William Wallace was born in around 1270, probably near Ellerslie (now Elderslie), in Ayrshire, Scotland. His father was Sir Malcolm Wallace, Laird of Elderslie and Auchinbothie, a small landowner and little-known Scottish knight. [Note: in 1999 the seal of Sir Wallace was translated from the archaic latin. On his seal it says he is the son of 'Alan'.] His mother is believed to have been the daughter of Sir Hugh Crawford, Sheriff of Ayr, and he is thought to have had an elder brother, also called Malcolm. Because he was the second son, William did not inherit his father's title or lands.
While Wallace was still young he became the leader of a company of patriots who used harassing tactics against the English and won support of many Scottish nobles. Wallace's military genius made him "hated and feared" by King Edward I of England.
During the Wars of Scottish Independence William Wallace and Andrew de Moray won a great and stunning victory at the Battle of Stirling Bridge in 1297. Wallace was also in command at the Battle of Falkirk in 1298, but there he was defeated. Unfortunately for the Scots, Wallace was eventually captured at Robroyston near Glasgow and delivered to Edward Longshanks of England by a senior Scottish law officer - Sir John Mentieth. Wallace was subjected to a show trial, in which he was found guilty of treason and hung, drawn, and quartered at Smithfield, London in 1305.
Wallace had two brothers: Malcolm (elder) and John (younger), and a sister whose name has not come down. She married into the Bailies of Lamington.
The earliest surviving comprehensive portrayal of William Wallace’s life is the epic poem by Blind Harry known today simply as “The Wallace.” Blind Harry lived and wrote in the last half of the 1400s, about 150 years after Wallace’s death. He wrote down many of the popular stories about Wallace’s life and legend, performing at the court of James IV to great appreciation. The poem was written down in about 1477. It was one of the first books published in Scotland around 1508, under the title: The Acts and Deides of the Illustre and Vallyeant Campion Schir William Wallace. Current historians tend to challenge the veracity of much of this epic, but the work continues to provide the framework for William Wallace’s life and draws its credibility as the narrative closest to the time that William Wallace actually lived (abt. 1270-1305).
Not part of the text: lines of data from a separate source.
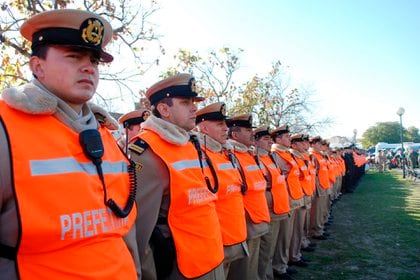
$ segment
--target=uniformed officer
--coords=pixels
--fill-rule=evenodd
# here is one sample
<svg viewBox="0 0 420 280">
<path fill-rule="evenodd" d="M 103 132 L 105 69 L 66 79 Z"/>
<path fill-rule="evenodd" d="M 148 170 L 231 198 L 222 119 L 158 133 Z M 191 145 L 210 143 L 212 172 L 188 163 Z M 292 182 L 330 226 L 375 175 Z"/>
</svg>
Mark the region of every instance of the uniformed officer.
<svg viewBox="0 0 420 280">
<path fill-rule="evenodd" d="M 274 144 L 272 152 L 278 166 L 280 166 L 283 174 L 286 176 L 286 182 L 290 196 L 290 217 L 288 228 L 288 244 L 287 252 L 277 251 L 273 259 L 273 269 L 276 274 L 282 278 L 288 278 L 287 264 L 297 266 L 307 266 L 308 264 L 302 260 L 300 235 L 303 229 L 301 223 L 302 213 L 304 211 L 304 193 L 300 183 L 300 169 L 296 160 L 289 151 L 291 140 L 289 134 L 289 126 L 282 125 L 271 132 Z"/>
<path fill-rule="evenodd" d="M 216 211 L 222 229 L 225 258 L 223 267 L 226 277 L 240 272 L 230 269 L 248 253 L 246 223 L 242 191 L 244 185 L 239 170 L 231 162 L 232 146 L 227 143 L 226 105 L 210 104 L 197 111 L 196 123 L 200 132 L 202 152 L 216 172 L 218 181 Z M 235 265 L 233 265 L 235 267 Z"/>
<path fill-rule="evenodd" d="M 283 251 L 286 247 L 286 227 L 282 225 L 289 215 L 289 193 L 284 175 L 271 154 L 273 140 L 268 126 L 263 125 L 254 130 L 258 165 L 266 170 L 267 190 L 265 192 L 270 210 L 269 232 L 261 236 L 260 256 L 258 262 L 259 279 L 274 279 L 272 260 L 275 250 Z M 278 248 L 279 245 L 281 248 Z"/>
<path fill-rule="evenodd" d="M 328 162 L 322 154 L 322 138 L 320 136 L 309 139 L 311 155 L 316 163 L 316 196 L 312 200 L 311 222 L 309 235 L 313 239 L 326 240 L 325 215 L 328 213 L 329 188 L 331 186 L 328 174 Z"/>
<path fill-rule="evenodd" d="M 258 279 L 258 258 L 261 236 L 268 232 L 270 212 L 265 198 L 267 181 L 265 170 L 255 161 L 253 150 L 251 114 L 233 116 L 227 122 L 229 127 L 229 143 L 233 146 L 238 167 L 244 174 L 246 190 L 244 205 L 247 224 L 247 244 L 249 256 L 236 263 L 234 269 L 242 273 L 232 275 L 230 279 Z M 233 267 L 233 265 L 232 265 Z"/>
<path fill-rule="evenodd" d="M 311 206 L 312 206 L 312 197 L 313 192 L 315 189 L 315 180 L 312 175 L 315 175 L 315 166 L 313 166 L 311 163 L 311 160 L 309 158 L 309 155 L 306 153 L 306 146 L 305 146 L 305 140 L 307 139 L 304 134 L 294 134 L 291 136 L 291 145 L 292 148 L 290 149 L 293 158 L 296 160 L 296 162 L 299 165 L 299 169 L 301 172 L 301 175 L 299 176 L 299 180 L 303 189 L 304 193 L 304 207 L 302 212 L 300 213 L 303 215 L 300 217 L 302 220 L 299 222 L 303 223 L 303 225 L 300 227 L 302 229 L 302 232 L 299 232 L 300 238 L 301 238 L 301 249 L 304 251 L 313 251 L 314 249 L 312 247 L 309 247 L 310 241 L 309 241 L 309 222 L 310 221 L 310 212 L 311 212 Z"/>
<path fill-rule="evenodd" d="M 312 209 L 312 201 L 313 198 L 315 197 L 316 194 L 316 163 L 315 163 L 315 158 L 310 154 L 309 150 L 310 150 L 310 143 L 309 143 L 309 135 L 308 134 L 303 134 L 302 135 L 302 141 L 301 141 L 301 145 L 302 145 L 302 156 L 305 158 L 305 161 L 308 163 L 308 170 L 309 170 L 309 174 L 311 176 L 311 186 L 312 186 L 312 196 L 311 196 L 311 200 L 310 200 L 310 207 L 308 207 L 308 201 L 307 198 L 305 199 L 305 205 L 306 205 L 306 221 L 305 221 L 305 227 L 304 227 L 304 237 L 302 240 L 302 251 L 305 252 L 313 252 L 316 247 L 316 244 L 311 242 L 311 240 L 309 239 L 310 234 L 309 234 L 309 229 L 310 229 L 310 221 L 311 221 L 311 209 Z"/>
<path fill-rule="evenodd" d="M 150 113 L 151 112 L 148 109 L 140 108 L 138 110 L 128 112 L 118 119 L 118 122 L 125 129 L 124 137 L 122 137 L 122 139 L 119 141 L 119 145 L 126 154 L 128 152 L 128 143 L 130 143 L 130 140 L 134 136 L 139 134 L 140 124 L 150 116 Z"/>
<path fill-rule="evenodd" d="M 136 220 L 143 279 L 224 279 L 214 173 L 195 127 L 195 80 L 177 74 L 146 92 L 152 115 L 129 146 L 139 175 Z"/>
<path fill-rule="evenodd" d="M 108 130 L 118 123 L 87 104 L 98 65 L 112 61 L 103 49 L 112 27 L 63 9 L 29 18 L 20 32 L 32 43 L 35 79 L 1 94 L 0 278 L 140 278 L 128 235 L 135 186 Z"/>
</svg>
Marrion Braidfute of Lamington was, according to Blind Harry, a maiden whom William Wallace courted and married. She was killed by Sir William Heselrig, the English Sheriff of Lanark. Wallace avenged her death by killing Heselrig and then dismembering his corpse.
There is no historical evidence to corroborate her existence.
As one might expect, William Wallace did not sign the 1296 Ragman Roll of fealty and submission to Edward I, although two Ayrshire Wallaces did : Adam and Nicol. In original documents extracted in Bain's "Calendar of Documents Relating to Scotland Preserved in Her Majesty’s Public Record Office", William's family name was written Waleys. William's relationship to Adam and Nicol, if any, is unknown.
An adaptation by William Hamilton of Gilbertfield was published in 1722 as The Life and Heroick Actions of the Renoun’d Sir William Wallace, General and Governor of Scotland. Hamilton’s version of the poem has been widely circulated over the last several hundred years -- as popular in Scottish homes as the Bible. This work is also the source of most of what is known of Wallace’s Crawford connections. Wallace’s mother Margaret Crawford and his uncle Reginald (or Ranald, according to Blind Harry) Crawford, 4th Sheriff of Ayr and Lord of Loudoun appear prominently.
Just a tiny correction, Margaret Crawford was the Aunt of William Wallace and had some input into his upbringing after his father was killed. Margaret Crawford married Alexander Kneeland, (an early version of Cleland). I am a descendant of Alexander and Margaret Kneeland via the Frew and Cleland family.